Seriously, how does the Vatican manage to reconcile having an obelisk parked out front which was constructed to celebrate some ancient Egyptian god-king? An obelisk that was later taken as plunder by an entirely different group of pagans, the Romans, and which was erected in the Circus of Nero, where it overlooked countless Christian executions? Is that really what you want to keep around as the unifying centerpiece of Saint Peter's Square?
Seriously, what about this obelisk is pertinent as a symbol of the Catholic church? They had nothing to do with it being built, and nothing to do with it being moved from Egypt all the way to Rome.

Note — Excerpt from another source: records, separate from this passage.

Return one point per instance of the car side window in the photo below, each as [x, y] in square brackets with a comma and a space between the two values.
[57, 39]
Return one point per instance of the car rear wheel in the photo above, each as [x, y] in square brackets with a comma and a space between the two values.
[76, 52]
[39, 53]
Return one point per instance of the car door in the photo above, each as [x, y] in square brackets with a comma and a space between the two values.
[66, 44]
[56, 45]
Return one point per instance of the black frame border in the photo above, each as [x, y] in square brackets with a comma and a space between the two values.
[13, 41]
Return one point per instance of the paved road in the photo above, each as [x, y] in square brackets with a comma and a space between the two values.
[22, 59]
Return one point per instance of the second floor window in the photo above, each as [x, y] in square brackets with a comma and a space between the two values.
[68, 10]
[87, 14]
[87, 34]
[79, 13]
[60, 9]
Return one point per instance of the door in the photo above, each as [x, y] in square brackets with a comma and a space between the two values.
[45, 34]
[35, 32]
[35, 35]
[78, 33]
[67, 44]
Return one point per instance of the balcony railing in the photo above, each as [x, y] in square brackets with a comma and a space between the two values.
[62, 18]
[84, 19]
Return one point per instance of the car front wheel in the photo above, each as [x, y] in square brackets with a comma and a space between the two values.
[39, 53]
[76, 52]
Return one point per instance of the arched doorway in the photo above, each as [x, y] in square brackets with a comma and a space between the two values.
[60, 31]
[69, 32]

Sure, later on Constantine built Old Saint Peter's Basilica overtop the abandoned ruins of the Circus of Nero. But he didn't move the obelisk - he just built around it. And then a thousand years later, when they were building the new Saint Peter's, they destroyed all the rest of the surviving ruins to do it, but again left the obelisk? And then a century later, they decided to move it a few hundred feet, like an indecisive homeowner deciding they prefer the sofa against the other wall?

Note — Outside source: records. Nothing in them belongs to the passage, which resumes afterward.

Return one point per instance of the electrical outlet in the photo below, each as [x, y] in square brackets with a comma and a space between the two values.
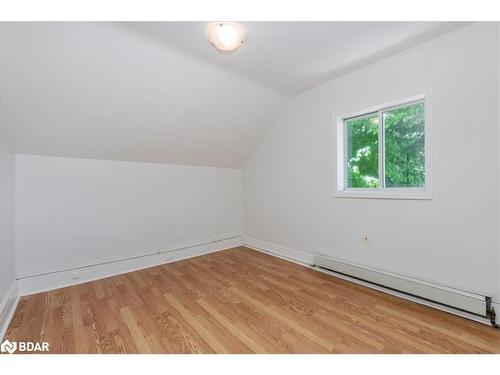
[365, 239]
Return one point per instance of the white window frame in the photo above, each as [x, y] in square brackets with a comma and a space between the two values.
[383, 192]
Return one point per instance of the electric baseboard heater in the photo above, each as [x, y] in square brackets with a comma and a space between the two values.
[463, 300]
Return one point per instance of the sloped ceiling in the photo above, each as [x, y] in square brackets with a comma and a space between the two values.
[158, 92]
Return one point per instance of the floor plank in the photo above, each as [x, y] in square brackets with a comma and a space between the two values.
[239, 301]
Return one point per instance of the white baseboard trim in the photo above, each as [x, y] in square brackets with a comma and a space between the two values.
[60, 279]
[278, 251]
[7, 308]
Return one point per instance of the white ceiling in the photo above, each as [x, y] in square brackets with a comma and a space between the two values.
[159, 92]
[294, 56]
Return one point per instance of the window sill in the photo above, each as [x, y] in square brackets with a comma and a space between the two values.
[395, 193]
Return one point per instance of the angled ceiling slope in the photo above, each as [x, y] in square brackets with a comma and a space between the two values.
[158, 92]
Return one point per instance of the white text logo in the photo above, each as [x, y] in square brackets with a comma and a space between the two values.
[24, 346]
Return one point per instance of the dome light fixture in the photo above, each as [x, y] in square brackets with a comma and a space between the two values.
[226, 37]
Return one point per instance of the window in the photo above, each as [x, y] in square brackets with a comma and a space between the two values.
[382, 152]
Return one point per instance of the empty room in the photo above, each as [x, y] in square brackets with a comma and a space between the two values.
[239, 187]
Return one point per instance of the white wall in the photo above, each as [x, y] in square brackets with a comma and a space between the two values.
[454, 238]
[76, 212]
[6, 216]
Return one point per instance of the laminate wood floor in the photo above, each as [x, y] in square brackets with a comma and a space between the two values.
[239, 301]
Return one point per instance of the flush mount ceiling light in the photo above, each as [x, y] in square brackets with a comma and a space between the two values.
[225, 36]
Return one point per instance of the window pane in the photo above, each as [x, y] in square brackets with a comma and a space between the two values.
[362, 152]
[404, 146]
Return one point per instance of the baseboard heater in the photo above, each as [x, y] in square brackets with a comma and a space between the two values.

The Romans at least were up front about their blatant thefts. It was a sign of their might that they were willing to go to incredible lengths to transport the monuments of their defeated foes back home as war trophies. But what symbolism does this obelisk hold for the Catholic Church? What message does it send to to world, other than "We're perfectly willing to scavenge whatever is left laying around within easy reach, and take pride in and claim ownership over monuments and deeds that are wholly the work of others."
The Catholic Church has always been happy to appropriate paganism for its own purposes: turning temples like the Parthenon and the Pantheon into churches, building churches on sacred groves, letting pagan gods metamorphose into saints, using Platonic philosophy to give the faith some intellectual heft, and so on. So there's nothing unusual about the pope wanting an obelisk.